Philippe Lenain, CEO of Rent 2 Own Myanmar, is expecting to double his motorcycle rental business in Myanmar by the end of this year. Beyond that, his aim is to enable more rural people to own their own transportation and farm machinery, which will improve productivity and help raise families out of poverty.

Motorcycles are an essential for people living in rural areas. More than 70 percent of Myanmar people live in villages, and every household needs at least one motorcycle to make it easier and faster to go about their daily lives. But for low-income earners, it is not easy to buy one.

Having operated motorcycle rentals in Vietnam, Lenain recognised the potential for growth in Myanmar. “When we looked for business opportunities in Myanmar, we found that the use of motorcycles by rural population was similar to Vietnam, so I started this business,” he said.

Rent 2 Own introduced its motorcycle rental service in Myanmar in 2016. Since then, it has given free motorcycle helmets to more than 110,000 rural people, and helped more than 50,000 of its clients to buy their own motorcycles.

Ownership goals

Rent 2 Own was started with foreign investment of US$10 million (K15.16 billion). It has increased its investment in Myanmar to $35 million and plans to invest up to 40 million. It plans to double its number of rentals from 110,000 motorcycles to around 200,000 by the end of this year and extend its service to Chin State and Tanintharyi Region.

Most of its motorcycles are rented in Yangon Region, but it also offers rentals in Ayeyarwady Region, Bago Region, Shan State and Mon State.

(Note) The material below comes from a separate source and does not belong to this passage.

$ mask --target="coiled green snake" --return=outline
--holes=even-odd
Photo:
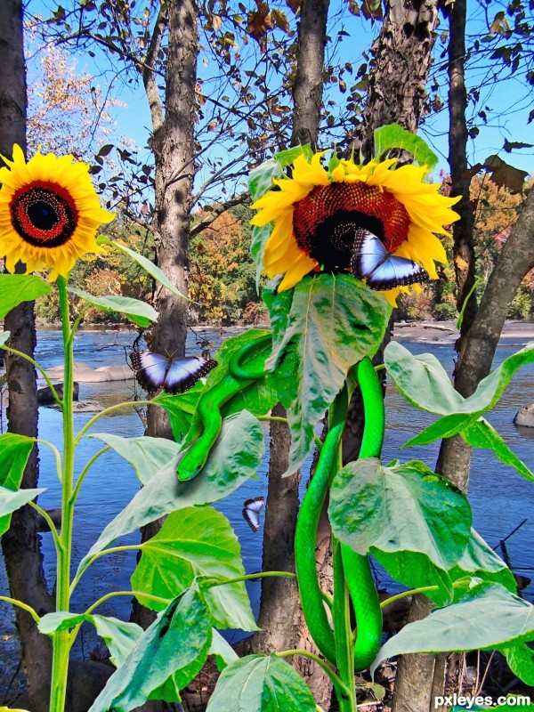
[[[201,395],[191,427],[182,443],[182,449],[189,449],[178,465],[177,475],[181,481],[190,480],[202,470],[221,431],[221,408],[244,387],[265,376],[265,359],[271,348],[271,335],[261,336],[247,343],[232,354],[228,374]],[[365,410],[365,427],[359,457],[377,457],[384,439],[384,400],[380,383],[368,358],[364,358],[356,366],[356,377]],[[296,574],[304,619],[315,644],[334,665],[336,639],[318,580],[315,540],[320,512],[337,465],[341,436],[346,421],[346,389],[344,392],[344,397],[340,394],[331,409],[328,433],[301,506],[295,539]],[[358,623],[354,668],[363,670],[368,668],[380,647],[382,612],[368,557],[357,554],[344,544],[341,545],[341,552],[345,580]]]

Rent 2 Own rents motorcycles under the hire-purchase system. People who want to buy a motorcycle need to pay a deposit of 10 percent of the price and a once-a-month or once-a-quarter rental fee.

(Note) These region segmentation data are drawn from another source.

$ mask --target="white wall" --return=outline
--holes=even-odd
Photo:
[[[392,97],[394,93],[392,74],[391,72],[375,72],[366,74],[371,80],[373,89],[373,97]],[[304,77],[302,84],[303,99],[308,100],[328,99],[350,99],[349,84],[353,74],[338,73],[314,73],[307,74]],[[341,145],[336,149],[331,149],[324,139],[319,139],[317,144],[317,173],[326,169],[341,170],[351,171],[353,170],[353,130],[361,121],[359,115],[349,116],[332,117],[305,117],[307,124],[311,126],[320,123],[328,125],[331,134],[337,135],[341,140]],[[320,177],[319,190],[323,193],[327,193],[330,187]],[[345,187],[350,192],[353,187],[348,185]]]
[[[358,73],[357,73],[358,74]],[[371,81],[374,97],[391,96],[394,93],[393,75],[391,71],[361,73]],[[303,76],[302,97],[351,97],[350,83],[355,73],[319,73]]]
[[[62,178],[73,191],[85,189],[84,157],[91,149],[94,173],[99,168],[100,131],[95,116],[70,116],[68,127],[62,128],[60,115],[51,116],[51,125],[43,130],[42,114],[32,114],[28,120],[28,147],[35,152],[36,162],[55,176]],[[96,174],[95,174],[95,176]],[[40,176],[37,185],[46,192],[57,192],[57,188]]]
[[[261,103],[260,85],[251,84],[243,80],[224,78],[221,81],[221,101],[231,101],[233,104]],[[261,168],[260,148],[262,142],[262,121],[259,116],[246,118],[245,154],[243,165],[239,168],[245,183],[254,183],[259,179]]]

Payment contracts are for nine months to three years, with interest. During this term, the bikes must be serviced once every three months. At the end of the contract, renters have the option of returning their motorcycles for the initial 10pc deposit, or buying the vehicle. Around 99pc of renters choose to buy the motorcycles, said Kai Smith, head of operations at Rent 2 Own.

“The motorcycle is a part of the daily lives of rural people. We help those who have no income or jobs to own motorcycles,” Smith said.

Asset-light model

Rent 2 Own does not store motorbikes but jointly operates its rental service with sales centres in rural areas. Rent 2 Own has over 50 branches, with offices in Thanlyin, Bago, Pyay, Magwe, Monywa, Pathein, Malamyine, Meiktila and Taunggyi, and it has agreements with over 400 motorbike sales centres.

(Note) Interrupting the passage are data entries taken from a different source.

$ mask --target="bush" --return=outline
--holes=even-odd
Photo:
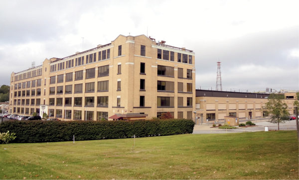
[[[219,127],[219,129],[236,129],[237,128],[233,126],[222,126]]]
[[[194,123],[186,119],[136,121],[8,121],[0,132],[13,132],[13,143],[38,143],[119,139],[192,133]]]
[[[251,121],[247,121],[247,122],[246,122],[246,125],[249,125],[249,126],[254,126],[254,125],[255,125],[255,124],[254,124],[254,123],[252,123]]]

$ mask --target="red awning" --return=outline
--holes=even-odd
[[[110,116],[109,117],[109,119],[123,119],[123,117],[118,116],[116,114],[115,114],[114,115],[113,115],[112,116]]]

“Anyone can apply to buy the brand they want at their nearest sales centre if their centre has Rent 2 Own. We then settle the payment at the centre within 24 hours after the purchase. It’s convenient for both buyer and renter,” Smith said.

As Rent 2 Own was the first motorbike rental service in Myanmar, it had to overcome problems with commercial taxes at the revenue office, he said.

Most people in Myanmar don’t have proof of ownership of their bikes, of which 40pc are unlicensed. The main challenge is there is no government inspection mechanism for bike ownership, so yearly registration and licensing is needed.

Rent 2 Own cannot protect customers from bike losses, and insuring vehicles and riders remains a challenge, Smith said.

Nevertheless, the business has attracted the interest of investors, funding is more accessible, and it wants to expand its rental service to farm vehicles and machinery.

In April, Rent 2 Own raised $3 million in debt financing from Incofin CVSO, one of the funds under the management of Belgian impact asset manager Incofin.

Last year, Germany’s development finance institution DEG and agRIF, an impact focused fund for financial intermediaries targeting smallholder farmers and rural people, announced a joint investment of $6 million in Rent 2 Own.

Daiwa PI Partners, an investment arm of a major Japanese securities firm group, also took a stake in the venture by fully purchasing the shares of one shareholder.

As investments increase, its services will improve, he said. To reduce CO2 emissions by its rental motorcycles by 30pc, it will plant more than 45,000 trees in Shan State by the end of this year.